I programmed the MD-300Np’s parameters into my base VMS to test the functionality of the camera and to see how the onscreen GUI of my VMS worked compared to the Web-based GUI of the Brickcom software. The functionality of my VMS was comparable to the onscreen capabilities with the Web-based browser for the camera. My VMS allowed me to perform digital zoom and image manipulation with the video stream and I was also able to execute the same functions on the recorded video streams from the software. The overall video image from the 3MP camera was very clear when used in the panoramic and quad modes; however, I did notice some image degradation as I zoomed in on the live and recorded images. The image degradation was nothing like what I have experienced with older IP and analog cameras when attempting to perform digital zoom on my test cameras. The N-Series 3MP camera I was testing provided a wide view of the focal area with clear detail. The photo (top left) shows the overall field of view when the digital zoom is set to 180⁰; the image is bright and provides great detail for the surveillance operator.

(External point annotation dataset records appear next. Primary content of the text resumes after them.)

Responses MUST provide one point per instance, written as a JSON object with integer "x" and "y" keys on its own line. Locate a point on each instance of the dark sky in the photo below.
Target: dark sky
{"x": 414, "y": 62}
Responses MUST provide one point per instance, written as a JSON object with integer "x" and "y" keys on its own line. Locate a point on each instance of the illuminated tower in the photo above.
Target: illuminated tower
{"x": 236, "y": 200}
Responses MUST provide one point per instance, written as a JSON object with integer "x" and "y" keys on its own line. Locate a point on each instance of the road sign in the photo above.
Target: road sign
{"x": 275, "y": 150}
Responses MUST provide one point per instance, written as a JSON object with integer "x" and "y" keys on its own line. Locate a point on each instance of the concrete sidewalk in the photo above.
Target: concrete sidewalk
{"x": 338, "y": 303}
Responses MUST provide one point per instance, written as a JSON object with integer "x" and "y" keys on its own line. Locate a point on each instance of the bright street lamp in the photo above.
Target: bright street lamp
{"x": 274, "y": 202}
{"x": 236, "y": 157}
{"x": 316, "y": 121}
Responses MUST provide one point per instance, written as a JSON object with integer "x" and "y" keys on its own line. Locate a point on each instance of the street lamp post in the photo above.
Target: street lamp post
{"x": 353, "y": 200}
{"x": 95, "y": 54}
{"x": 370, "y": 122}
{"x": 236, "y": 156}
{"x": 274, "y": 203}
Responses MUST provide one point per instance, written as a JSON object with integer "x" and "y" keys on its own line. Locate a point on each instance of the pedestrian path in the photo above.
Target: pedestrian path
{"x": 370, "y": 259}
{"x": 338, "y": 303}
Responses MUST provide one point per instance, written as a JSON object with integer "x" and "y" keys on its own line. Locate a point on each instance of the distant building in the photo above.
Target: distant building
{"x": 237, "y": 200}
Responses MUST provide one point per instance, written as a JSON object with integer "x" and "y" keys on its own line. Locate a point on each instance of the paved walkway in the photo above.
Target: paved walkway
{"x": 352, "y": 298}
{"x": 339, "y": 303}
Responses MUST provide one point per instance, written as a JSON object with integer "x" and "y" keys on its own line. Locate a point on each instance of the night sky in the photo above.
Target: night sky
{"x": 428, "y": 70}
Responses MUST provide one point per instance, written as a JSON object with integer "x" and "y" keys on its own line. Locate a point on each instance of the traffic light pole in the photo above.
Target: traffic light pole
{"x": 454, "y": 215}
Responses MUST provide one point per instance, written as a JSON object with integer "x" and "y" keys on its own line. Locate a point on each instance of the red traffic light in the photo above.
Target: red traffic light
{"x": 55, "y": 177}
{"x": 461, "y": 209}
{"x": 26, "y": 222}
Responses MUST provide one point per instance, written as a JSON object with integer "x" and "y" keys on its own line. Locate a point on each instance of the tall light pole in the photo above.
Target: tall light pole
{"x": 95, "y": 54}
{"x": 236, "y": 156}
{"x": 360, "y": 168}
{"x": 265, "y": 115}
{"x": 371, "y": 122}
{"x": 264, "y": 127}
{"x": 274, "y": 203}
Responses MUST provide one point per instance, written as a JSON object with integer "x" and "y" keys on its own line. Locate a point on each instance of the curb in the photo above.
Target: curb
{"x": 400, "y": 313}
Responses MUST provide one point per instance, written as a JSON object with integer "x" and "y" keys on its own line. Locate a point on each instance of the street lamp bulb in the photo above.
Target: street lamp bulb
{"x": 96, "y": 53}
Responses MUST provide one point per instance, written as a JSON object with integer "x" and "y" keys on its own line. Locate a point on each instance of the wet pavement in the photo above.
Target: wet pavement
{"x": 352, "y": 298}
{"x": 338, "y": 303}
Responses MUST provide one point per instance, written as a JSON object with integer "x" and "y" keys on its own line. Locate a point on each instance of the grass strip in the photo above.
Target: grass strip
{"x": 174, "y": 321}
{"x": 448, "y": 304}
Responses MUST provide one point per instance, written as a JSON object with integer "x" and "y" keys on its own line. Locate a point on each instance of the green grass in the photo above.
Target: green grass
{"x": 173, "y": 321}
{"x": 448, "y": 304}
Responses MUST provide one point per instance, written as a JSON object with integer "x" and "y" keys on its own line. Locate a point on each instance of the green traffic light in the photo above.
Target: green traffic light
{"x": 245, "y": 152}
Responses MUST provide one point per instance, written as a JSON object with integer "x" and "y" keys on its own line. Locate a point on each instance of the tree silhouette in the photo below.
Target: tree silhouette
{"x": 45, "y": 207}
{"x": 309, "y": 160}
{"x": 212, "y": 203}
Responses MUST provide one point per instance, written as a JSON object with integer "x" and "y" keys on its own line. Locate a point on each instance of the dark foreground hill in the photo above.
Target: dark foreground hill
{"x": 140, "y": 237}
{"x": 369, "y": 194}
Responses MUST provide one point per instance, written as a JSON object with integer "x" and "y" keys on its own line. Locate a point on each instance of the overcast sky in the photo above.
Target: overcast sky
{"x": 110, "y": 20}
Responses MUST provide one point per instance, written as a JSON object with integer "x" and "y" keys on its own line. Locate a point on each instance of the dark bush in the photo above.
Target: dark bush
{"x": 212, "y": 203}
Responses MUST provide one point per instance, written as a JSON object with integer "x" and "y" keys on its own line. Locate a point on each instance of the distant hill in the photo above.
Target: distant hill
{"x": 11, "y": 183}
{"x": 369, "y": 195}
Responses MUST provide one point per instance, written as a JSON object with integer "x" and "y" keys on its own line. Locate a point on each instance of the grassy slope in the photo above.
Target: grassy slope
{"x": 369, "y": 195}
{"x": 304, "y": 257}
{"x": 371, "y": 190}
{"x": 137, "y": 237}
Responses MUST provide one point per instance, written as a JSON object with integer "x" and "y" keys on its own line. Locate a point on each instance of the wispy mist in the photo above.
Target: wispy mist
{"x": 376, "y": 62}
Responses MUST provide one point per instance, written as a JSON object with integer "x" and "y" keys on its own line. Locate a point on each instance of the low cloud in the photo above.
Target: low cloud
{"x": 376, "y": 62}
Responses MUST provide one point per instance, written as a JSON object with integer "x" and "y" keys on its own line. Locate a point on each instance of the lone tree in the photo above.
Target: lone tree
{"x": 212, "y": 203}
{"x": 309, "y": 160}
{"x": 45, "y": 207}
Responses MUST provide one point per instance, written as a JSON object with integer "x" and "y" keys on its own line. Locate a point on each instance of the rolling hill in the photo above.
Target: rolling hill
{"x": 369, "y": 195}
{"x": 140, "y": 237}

The MD-300Np-360P is a high quality network camera that provides clear images for the user. While this style of camera might not be appropriate for all locations, the use of a wide-angle camera to provide multiple and/or specialized views is expanding in today’s market. This product should be categorized primarily as a specialty camera in my estimation, but devices are also becoming more mainstream as time goes by. In those locations where a single camera application with multiple look angles is appropriate the MD-300Np-360P would be excellent.